UCR: ¿renovación y cambio?
1 minuto de lectura'
En sectores de la Unión Cívica Radical (UCR) ha ido cobrando fuerza la idea de que el próximo presidente del partido sea nuevamente el doctor Raúl Alfonsín. Sin desconocer los méritos de quien en 1983 presidió la transición de la Argentina a la democracia, creemos que desde hace ya un buen tiempo en la vida nacional es necesario impulsar una profunda renovación del sistema político argentino. Pensamos, por lo tanto, que no debería postularse como titular de la UCR quien ya cumplió un largo ciclo en la militancia partidaria. Alfonsín tiene ganado un lugar en la historia del radicalismo y del país, pero es hora de abrir paso a una nueva generación de dirigentes y de esta manera preservar su imagen como ex presidente de la República.
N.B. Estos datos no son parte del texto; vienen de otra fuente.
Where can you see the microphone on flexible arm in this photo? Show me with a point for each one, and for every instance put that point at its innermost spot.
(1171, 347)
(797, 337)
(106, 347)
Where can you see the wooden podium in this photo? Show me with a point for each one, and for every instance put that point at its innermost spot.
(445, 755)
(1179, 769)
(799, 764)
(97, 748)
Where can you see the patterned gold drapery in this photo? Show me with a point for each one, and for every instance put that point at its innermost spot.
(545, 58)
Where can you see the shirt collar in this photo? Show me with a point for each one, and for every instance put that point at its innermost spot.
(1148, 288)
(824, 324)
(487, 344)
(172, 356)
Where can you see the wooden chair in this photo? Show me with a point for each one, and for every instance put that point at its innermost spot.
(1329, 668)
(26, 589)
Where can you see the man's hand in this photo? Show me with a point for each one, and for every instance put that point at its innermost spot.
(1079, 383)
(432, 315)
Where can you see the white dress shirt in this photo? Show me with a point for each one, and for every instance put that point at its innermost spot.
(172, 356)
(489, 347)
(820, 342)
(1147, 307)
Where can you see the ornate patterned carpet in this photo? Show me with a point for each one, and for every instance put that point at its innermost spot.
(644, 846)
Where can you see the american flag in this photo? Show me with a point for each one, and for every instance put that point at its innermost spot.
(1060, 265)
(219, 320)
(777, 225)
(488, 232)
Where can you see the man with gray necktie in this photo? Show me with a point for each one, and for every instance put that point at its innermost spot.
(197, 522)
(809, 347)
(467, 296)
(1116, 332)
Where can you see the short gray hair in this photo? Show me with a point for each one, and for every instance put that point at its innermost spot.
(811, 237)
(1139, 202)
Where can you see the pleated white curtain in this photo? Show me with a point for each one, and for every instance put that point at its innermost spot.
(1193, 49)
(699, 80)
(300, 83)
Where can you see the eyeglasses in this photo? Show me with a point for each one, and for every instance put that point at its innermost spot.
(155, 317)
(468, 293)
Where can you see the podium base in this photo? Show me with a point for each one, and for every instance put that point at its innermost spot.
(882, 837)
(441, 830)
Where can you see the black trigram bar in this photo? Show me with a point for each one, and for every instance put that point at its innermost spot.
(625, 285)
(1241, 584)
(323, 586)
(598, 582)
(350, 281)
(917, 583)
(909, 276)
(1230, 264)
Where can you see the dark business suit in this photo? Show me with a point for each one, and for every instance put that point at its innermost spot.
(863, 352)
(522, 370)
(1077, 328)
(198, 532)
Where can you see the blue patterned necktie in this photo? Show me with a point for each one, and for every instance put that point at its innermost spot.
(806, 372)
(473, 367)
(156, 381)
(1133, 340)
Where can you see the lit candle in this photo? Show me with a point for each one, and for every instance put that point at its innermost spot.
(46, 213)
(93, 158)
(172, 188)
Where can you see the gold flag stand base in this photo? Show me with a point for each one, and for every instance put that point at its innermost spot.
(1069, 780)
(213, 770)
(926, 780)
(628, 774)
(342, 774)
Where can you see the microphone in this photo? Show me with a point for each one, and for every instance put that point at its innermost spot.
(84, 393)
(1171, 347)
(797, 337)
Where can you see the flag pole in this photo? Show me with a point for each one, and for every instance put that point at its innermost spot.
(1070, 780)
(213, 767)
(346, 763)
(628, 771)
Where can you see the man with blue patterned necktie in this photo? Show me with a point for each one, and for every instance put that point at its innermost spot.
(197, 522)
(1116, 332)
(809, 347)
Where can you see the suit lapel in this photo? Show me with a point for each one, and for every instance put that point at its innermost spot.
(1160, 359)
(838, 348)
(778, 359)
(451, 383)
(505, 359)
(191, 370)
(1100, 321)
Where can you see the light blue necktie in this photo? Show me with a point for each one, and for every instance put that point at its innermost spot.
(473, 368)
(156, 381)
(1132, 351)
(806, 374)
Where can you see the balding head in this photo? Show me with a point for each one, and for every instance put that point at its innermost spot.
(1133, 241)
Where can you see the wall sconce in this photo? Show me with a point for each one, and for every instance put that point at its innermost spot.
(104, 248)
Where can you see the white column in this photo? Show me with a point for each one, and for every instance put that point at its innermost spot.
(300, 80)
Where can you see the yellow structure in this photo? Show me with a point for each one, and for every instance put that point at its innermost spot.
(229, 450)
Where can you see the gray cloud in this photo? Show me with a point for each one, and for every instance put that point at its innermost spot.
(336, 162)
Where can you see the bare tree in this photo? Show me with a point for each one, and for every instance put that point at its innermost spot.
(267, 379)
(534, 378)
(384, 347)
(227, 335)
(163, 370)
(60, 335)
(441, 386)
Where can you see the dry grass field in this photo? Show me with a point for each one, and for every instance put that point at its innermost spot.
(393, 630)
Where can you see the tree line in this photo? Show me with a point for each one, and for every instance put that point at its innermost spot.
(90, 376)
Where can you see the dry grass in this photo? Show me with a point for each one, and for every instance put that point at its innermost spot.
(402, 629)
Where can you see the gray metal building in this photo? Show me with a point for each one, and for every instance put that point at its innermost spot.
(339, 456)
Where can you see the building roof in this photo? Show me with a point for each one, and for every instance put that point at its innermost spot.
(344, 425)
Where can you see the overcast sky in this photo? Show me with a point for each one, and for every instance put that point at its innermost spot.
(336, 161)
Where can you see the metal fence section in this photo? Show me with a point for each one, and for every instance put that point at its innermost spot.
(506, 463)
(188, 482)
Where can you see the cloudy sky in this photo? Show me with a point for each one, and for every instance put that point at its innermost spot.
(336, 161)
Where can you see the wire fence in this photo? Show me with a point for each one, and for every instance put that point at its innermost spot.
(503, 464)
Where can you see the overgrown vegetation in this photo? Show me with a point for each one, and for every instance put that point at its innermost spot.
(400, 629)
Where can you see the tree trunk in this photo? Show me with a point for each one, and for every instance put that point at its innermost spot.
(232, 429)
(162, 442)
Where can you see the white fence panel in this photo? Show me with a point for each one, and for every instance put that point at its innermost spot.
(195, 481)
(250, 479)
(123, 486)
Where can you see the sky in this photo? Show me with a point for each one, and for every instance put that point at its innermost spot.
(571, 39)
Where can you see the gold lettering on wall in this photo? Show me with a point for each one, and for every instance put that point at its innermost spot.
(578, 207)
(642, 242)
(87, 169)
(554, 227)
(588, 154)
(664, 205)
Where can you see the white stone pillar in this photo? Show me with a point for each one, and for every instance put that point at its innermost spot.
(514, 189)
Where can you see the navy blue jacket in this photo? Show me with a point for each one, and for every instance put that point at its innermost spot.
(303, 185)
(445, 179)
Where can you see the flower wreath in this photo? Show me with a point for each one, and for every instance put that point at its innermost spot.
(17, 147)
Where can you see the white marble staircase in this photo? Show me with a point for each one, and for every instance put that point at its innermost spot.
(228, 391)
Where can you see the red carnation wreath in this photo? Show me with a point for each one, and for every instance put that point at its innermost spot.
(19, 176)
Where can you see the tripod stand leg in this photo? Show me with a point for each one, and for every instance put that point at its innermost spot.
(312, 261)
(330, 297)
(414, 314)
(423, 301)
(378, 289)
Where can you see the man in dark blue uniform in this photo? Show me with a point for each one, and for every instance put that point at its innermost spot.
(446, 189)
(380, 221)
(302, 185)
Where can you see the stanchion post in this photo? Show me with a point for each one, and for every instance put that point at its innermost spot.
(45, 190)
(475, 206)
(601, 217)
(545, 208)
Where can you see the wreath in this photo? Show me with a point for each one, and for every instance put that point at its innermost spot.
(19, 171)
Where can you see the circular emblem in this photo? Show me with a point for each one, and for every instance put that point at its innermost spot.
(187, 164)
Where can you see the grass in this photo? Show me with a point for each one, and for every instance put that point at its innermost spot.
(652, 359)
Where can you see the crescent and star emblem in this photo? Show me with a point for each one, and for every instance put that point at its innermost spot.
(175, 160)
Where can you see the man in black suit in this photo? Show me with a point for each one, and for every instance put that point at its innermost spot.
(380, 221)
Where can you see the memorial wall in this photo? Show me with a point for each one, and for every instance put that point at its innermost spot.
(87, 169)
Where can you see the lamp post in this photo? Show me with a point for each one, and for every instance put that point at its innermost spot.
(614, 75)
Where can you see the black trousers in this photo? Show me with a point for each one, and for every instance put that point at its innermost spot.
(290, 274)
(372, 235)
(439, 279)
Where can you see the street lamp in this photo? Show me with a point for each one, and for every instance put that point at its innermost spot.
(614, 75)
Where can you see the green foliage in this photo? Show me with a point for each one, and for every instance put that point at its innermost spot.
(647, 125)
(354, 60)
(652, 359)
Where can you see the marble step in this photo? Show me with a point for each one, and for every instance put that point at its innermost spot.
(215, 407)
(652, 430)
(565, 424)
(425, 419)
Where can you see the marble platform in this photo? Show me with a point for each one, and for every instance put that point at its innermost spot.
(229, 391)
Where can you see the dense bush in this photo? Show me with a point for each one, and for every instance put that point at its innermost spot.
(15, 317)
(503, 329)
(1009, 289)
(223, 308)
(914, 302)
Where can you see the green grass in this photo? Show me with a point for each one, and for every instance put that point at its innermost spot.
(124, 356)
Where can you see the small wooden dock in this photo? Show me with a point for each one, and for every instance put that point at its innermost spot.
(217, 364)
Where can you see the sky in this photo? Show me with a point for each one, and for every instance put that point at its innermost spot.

Una de las causas de la crisis en que está sumida la UCR debe buscarse, justamente, en la falta de renovación de los dirigentes partidarios. El reciente éxito radical en Santiago del Estero podría atribuirse al adecuado recambio generacional operado, que derivó en la consagración de Gerardo Zamora para la gobernación provincial.
Los argentinos necesitamos hoy más que nunca constituir partidos políticos con visión de futuro, conducidos -en lo posible- por líderes que no hayan ejercido responsabilidades de gobierno en el complejo y desgastante período que nos condujo a la gravísima crisis de la cual estamos tratando de emerger.
Cuando Alfonsín creó, hace ya muchos años, la línea política interna que lo llevó a la conducción del centenario partido, utilizó dos palabras realmente iluminadoras y significativas: su movimiento se llamó Renovación y Cambio. Hoy, a muchos años de distancia de la constitución de aquella fuerza interna, tenemos la certeza de que la UCR -y todo el sistema político argentino- necesita avanzar con firmeza hacia nuevos horizontes de renovación y de cambio.
La tradición institucional argentina se basó -a partir de la sabia Constitución de 1853/60- en la idea de un país que superara la vieja concepción de los caudillismos y de las dirigencias ávidas de perpetuarse en el poder. Por eso se incluyó en la ley suprema la cláusula que prohibía la reelección inmediata del presidente de la República. Esa sabia prescripción contribuyó de manera decisiva a la construcción de la gran Argentina de las primeras décadas del siglo XX, pujante y abierta al progreso. La Constitución desalentaba a los gobernantes que pretendían desempeñar su cargo con la malsana ambición de seguir ejerciendo indefinidamente la conducción política del país.
Esa saludable tradición fue quebrada inesperadamente en 1949, cuando a instancias del peronismo se reformó el texto constitucional y se adoptó el lamentable sistema de la reelección presidencial indefinida. Restablecida la Constitución histórica de 1853/60, hacia 1994 una nueva reforma introdujo en nuestra ley suprema el régimen actual, que prevé un mandato presidencial de cuatro años y la posibilidad de una sola reelección inmediata.
Más allá de esas azarosas modificaciones, es evidente que nuestra mejor tradición institucional será siempre la que apunta a favorecer la periódica renovación de las autoridades. Y ese principio debe ser observado no sólo en las estructuras institucionales de gobierno, sino también en las funciones de conducción de los partidos. En un sistema de genuina inspiración republicana, como bien se ha dicho, los partidos políticos deben dar el ejemplo y necesariamente estar organizados a "imagen y semejanza" de la Nación.
Winston Churchill solía decir, con su potente visión crítica de la realidad, que, paradójicamente, los partidos políticos suelen ser el lugar en el que menos se ejercita la democracia. Los argentinos debemos tener en cuenta -en ésta como en tantas otras materias- las orientaciones rectoras del lúcido estadista inglés. Debemos construir la mejor democracia posible desde ese espacio fundamental de la vida institucional cívica que son las grandes agrupaciones partidarias. Esto vale para el radicalismo y para todas las otras fuerzas que aspiran a edificar la Argentina del futuro sobre auténticas bases de convivencia y participación ciudadana.
Renovación y cambio. Esa fue la consigna hace varias décadas. Y ésa debe seguir siendo hoy la propuesta que las organizaciones partidarias le deben a la República.